Nous sommes une petite équipe, le manque de temps et de moyens se fait cruellement ressentir pour assurer le développement harmonieux de ces diverses opérations, mais nous ne sommes qu'une poignée à diffuser sur notre territoire les notions d'innovation et de création contemporaine, et c'est sans doute une forme de combat personnel que de ne pas lâcher ce qui nous tient debout.

Et le projet autour d'Hernani de Victor Hugo ?

J'ai monté il y a quelques années Angelo, Tyran de Padoue de Hugo sous forme d'un parcours théâtral pour l'adapter à différents lieux. Le projet Hernani est l'occasion de renouer avec cette langue. Avec Emilie Chauveau, qui encadre la classe de seconde de l'option théâtre sur l'année, nous nous sommes fixées plusieurs pistes de travail.

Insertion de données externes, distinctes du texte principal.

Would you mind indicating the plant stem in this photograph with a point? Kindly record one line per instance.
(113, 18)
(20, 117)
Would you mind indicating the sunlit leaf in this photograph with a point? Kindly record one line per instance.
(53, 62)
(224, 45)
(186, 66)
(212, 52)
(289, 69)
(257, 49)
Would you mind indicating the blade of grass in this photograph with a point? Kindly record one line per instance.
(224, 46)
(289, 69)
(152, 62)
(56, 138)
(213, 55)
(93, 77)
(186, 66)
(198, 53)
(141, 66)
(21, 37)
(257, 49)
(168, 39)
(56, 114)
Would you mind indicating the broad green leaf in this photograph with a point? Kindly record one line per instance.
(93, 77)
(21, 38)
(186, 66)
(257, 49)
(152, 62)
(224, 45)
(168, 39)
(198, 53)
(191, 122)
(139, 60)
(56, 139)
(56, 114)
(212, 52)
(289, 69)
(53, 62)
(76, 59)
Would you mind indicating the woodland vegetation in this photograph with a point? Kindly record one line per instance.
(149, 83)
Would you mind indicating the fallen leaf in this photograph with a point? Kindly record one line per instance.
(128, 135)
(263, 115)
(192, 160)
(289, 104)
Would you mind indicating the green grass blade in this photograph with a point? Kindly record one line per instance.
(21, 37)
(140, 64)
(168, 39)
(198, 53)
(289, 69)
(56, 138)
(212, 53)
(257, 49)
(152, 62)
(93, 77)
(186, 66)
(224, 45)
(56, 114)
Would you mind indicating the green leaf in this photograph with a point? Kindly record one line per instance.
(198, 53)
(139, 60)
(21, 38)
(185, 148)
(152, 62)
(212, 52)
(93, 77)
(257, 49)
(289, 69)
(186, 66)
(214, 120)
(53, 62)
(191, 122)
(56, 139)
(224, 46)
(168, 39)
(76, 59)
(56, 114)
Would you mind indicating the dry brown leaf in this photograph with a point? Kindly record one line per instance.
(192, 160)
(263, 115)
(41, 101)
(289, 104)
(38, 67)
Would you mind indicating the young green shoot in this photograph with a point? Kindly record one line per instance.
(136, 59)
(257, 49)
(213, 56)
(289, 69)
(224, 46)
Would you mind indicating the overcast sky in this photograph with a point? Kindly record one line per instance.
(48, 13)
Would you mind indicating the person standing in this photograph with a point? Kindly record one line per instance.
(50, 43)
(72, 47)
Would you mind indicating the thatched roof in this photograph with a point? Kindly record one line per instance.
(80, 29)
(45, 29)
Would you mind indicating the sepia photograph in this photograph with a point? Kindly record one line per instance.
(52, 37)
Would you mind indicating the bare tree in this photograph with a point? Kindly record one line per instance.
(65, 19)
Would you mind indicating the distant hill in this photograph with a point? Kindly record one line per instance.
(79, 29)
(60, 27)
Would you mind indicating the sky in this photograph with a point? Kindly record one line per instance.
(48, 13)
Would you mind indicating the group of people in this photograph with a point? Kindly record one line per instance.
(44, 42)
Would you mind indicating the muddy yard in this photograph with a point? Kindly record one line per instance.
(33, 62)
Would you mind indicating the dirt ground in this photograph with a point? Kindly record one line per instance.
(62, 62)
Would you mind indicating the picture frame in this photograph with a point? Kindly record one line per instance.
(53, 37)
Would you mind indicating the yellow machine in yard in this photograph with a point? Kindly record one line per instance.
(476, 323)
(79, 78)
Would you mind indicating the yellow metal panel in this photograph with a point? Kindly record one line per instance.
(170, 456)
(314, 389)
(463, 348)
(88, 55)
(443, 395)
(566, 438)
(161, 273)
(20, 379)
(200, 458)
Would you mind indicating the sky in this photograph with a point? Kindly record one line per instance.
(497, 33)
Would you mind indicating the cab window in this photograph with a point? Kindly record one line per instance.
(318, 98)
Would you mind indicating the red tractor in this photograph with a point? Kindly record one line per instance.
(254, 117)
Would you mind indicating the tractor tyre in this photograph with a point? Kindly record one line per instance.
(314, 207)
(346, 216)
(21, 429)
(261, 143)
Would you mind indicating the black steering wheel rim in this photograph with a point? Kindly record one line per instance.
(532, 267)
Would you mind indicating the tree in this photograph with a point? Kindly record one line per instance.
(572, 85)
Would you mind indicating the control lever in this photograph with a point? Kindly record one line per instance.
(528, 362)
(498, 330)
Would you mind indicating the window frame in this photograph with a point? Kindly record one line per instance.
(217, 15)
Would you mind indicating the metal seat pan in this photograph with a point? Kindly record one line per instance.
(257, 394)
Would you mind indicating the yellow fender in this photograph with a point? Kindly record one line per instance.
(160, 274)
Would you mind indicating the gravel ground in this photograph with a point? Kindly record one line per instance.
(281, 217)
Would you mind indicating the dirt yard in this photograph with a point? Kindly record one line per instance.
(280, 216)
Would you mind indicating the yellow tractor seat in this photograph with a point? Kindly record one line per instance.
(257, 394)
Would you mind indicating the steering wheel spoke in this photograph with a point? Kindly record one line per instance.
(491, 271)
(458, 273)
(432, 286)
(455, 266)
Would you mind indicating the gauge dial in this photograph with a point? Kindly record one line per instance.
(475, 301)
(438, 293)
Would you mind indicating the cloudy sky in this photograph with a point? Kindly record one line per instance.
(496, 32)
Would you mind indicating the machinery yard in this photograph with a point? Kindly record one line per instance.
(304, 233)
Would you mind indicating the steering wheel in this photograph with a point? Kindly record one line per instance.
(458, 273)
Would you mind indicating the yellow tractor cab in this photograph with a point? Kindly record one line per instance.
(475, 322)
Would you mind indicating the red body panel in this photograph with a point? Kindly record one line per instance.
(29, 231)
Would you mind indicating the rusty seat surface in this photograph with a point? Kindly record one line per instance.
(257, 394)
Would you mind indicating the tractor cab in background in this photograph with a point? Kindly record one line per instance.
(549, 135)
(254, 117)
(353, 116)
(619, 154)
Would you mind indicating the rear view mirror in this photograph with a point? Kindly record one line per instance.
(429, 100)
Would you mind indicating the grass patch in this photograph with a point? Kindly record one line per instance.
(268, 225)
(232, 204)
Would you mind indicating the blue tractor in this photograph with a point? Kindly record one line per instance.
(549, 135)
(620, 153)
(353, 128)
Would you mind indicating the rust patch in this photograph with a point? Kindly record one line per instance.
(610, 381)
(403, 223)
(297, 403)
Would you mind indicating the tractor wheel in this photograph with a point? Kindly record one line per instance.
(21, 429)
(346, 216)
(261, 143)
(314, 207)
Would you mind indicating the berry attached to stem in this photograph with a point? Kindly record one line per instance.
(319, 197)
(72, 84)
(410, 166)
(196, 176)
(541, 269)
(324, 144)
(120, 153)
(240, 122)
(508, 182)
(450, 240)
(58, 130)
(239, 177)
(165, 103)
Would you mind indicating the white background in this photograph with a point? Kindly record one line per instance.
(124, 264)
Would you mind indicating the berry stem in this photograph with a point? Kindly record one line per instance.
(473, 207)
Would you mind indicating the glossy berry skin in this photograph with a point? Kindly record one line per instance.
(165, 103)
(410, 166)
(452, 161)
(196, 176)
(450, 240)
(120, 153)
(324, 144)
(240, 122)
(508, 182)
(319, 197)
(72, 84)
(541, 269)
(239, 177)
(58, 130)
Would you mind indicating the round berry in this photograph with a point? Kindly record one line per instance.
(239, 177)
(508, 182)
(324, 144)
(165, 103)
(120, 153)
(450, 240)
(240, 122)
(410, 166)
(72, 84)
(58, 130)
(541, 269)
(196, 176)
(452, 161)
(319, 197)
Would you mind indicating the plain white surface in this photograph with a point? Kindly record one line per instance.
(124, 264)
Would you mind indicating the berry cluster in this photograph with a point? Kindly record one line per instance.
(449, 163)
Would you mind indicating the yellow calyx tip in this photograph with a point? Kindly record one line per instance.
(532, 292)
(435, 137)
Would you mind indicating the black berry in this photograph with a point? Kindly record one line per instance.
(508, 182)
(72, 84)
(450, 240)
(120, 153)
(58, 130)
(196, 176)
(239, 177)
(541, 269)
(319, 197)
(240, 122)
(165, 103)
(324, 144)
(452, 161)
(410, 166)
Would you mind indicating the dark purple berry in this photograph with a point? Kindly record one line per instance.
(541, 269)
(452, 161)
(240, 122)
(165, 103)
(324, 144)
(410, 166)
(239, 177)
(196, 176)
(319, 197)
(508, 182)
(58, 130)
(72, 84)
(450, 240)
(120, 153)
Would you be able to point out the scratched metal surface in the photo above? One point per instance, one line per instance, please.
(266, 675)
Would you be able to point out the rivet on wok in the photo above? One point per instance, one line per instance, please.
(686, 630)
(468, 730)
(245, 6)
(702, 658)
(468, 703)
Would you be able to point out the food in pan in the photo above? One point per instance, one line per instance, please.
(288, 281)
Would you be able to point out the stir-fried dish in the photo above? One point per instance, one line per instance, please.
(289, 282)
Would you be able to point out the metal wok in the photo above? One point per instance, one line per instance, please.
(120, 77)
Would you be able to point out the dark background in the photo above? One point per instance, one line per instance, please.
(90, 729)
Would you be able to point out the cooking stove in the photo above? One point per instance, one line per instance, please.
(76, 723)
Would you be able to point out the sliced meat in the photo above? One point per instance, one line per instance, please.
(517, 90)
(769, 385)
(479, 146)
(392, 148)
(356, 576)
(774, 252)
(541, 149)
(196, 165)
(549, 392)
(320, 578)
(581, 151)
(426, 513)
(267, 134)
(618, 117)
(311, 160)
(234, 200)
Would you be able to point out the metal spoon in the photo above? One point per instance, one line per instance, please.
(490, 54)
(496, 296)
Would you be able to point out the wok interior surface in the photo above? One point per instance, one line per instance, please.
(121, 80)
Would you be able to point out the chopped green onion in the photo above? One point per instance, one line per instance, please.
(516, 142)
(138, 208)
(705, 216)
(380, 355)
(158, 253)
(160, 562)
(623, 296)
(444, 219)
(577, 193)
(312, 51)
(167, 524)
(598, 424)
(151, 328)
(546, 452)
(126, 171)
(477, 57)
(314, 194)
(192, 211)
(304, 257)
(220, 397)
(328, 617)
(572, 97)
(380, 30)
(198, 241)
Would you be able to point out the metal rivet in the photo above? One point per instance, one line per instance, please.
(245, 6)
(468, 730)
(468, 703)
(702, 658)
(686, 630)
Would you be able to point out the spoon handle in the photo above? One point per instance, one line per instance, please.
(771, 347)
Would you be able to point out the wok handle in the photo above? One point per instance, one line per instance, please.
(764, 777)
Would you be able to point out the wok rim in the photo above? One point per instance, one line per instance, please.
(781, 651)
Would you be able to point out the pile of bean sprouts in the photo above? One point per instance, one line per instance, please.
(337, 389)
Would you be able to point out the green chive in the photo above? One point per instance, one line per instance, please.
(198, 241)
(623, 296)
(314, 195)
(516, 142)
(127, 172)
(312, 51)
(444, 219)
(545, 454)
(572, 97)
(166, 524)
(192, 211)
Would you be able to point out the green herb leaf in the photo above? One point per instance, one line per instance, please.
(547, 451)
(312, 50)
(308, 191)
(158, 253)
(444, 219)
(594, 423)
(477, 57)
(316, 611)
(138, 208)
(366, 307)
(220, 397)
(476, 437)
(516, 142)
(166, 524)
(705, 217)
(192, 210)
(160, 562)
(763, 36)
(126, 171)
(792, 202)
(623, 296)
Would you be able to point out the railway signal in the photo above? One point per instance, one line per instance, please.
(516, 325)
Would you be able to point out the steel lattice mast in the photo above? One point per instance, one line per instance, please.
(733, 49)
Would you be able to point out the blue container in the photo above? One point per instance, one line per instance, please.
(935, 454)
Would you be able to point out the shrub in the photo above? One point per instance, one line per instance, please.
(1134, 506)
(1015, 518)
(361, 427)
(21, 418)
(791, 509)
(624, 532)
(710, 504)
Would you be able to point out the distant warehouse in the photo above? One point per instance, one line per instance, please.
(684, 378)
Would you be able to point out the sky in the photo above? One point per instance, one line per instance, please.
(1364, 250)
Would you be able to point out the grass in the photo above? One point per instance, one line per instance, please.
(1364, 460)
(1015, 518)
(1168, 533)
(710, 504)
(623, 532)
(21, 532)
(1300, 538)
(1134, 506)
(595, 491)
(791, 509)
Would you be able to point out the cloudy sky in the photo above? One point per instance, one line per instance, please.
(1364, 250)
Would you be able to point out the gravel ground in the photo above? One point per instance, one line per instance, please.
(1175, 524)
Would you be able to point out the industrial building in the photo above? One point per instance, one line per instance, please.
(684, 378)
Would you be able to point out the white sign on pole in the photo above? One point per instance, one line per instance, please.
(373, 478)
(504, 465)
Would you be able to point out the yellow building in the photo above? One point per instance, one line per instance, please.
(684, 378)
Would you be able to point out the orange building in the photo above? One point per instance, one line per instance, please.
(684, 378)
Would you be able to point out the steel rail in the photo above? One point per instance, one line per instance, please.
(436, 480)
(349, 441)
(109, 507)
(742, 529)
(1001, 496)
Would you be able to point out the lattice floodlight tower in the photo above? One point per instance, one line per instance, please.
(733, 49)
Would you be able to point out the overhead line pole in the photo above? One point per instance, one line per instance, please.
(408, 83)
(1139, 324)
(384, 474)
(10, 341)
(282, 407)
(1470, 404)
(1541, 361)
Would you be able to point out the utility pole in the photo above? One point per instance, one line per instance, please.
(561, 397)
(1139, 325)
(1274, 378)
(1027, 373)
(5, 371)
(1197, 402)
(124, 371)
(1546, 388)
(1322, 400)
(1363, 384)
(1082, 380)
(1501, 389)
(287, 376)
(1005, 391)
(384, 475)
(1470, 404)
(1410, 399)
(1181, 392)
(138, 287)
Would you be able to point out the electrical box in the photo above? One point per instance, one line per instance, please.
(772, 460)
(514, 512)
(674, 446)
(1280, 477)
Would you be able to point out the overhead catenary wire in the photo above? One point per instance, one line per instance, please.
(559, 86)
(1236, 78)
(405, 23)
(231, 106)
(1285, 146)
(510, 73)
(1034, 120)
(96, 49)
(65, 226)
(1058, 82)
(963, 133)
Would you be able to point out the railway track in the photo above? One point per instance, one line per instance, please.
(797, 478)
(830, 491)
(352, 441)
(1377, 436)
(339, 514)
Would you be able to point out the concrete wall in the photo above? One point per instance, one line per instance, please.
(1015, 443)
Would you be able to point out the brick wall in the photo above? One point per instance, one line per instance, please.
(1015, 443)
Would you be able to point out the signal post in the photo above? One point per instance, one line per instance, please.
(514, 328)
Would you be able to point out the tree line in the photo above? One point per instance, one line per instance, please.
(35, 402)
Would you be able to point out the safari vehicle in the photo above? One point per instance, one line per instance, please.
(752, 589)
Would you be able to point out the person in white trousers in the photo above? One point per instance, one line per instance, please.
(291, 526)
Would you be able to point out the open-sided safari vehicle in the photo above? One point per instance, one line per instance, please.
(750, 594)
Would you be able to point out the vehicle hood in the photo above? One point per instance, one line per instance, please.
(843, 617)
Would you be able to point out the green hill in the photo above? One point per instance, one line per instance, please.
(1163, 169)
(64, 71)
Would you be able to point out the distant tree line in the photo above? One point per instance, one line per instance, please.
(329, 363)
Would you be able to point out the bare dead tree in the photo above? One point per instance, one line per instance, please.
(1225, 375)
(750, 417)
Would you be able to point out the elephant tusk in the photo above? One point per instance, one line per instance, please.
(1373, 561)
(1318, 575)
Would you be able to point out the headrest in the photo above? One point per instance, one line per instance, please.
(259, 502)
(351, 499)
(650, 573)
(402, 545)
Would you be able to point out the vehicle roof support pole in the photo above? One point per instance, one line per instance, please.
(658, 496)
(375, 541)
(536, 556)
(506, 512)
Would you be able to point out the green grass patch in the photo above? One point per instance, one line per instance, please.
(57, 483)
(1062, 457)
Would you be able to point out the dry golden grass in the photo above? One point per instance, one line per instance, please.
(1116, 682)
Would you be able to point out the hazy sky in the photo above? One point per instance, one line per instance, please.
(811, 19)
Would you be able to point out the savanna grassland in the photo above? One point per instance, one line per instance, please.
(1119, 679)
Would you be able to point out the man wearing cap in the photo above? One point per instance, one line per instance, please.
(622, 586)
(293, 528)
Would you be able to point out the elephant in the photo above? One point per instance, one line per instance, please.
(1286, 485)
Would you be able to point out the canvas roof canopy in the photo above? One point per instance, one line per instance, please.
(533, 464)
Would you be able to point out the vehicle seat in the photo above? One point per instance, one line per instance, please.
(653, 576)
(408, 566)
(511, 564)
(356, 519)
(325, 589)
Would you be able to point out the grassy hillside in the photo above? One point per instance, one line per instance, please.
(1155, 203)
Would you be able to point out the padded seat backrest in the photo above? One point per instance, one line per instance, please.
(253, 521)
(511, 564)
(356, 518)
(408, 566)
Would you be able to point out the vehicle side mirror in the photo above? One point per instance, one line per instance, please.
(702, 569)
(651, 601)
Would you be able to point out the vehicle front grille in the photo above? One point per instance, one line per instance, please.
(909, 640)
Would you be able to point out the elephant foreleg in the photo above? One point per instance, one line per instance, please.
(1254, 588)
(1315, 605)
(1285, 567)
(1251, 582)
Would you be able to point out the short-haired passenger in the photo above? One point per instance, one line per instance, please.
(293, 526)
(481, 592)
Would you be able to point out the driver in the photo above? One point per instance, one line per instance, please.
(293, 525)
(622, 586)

L'intérêt de proposer un "avant-spectacle" ne consiste pas à rejouer Hernani ou à proposer des extraits tels quels. Tout le monde a entendu parler de la bataille d'Hernani qui a opposé classiques et romantiques, le thème est éternel, l'idée ici est plutôt de la faire revivre au public. Pour la scénographie, un face-face s'est imposé : en mélangeant public et comédiens, les deux courants (classique et romantique) s'affrontent sur scène comme en salle au travers de textes choisis parmi les archives, d'anecdotes ayant eu lieu pendant les répétitions et les premières représentations de la pièce à la comédie française en 1830. On privilégie un travail collectif où l'ensemble des élèves est mis à contribution, en alternant scènes de choralité et scènes de situation : tout le monde est en permanence en charge d'une partition physique, sonore ou dramatique.

Confronter des élèves qui, pour la plupart, n'ont pas d'expérience et les aider à comprendre les enjeux et la langue de la pièce d'Hugo, à les traverser et à leur donner chair est un exercice intéressant : nous avons décidé de nous appuyer pour ce faire sur l'histoire du quatuor amoureux (plus simple à émulsionner que l'aspect politique également présent dans la pièce) et d'en proposer un résumé : Dona Sol, le personnage féminin sur laquelle toute l'histoire repose, est aimée à la fois de Don Carlos, le roi d'Espagne, et de son oncle Don Ruys Gomez auquel elle doit être mariée, mais elle aime Hernani, un banni.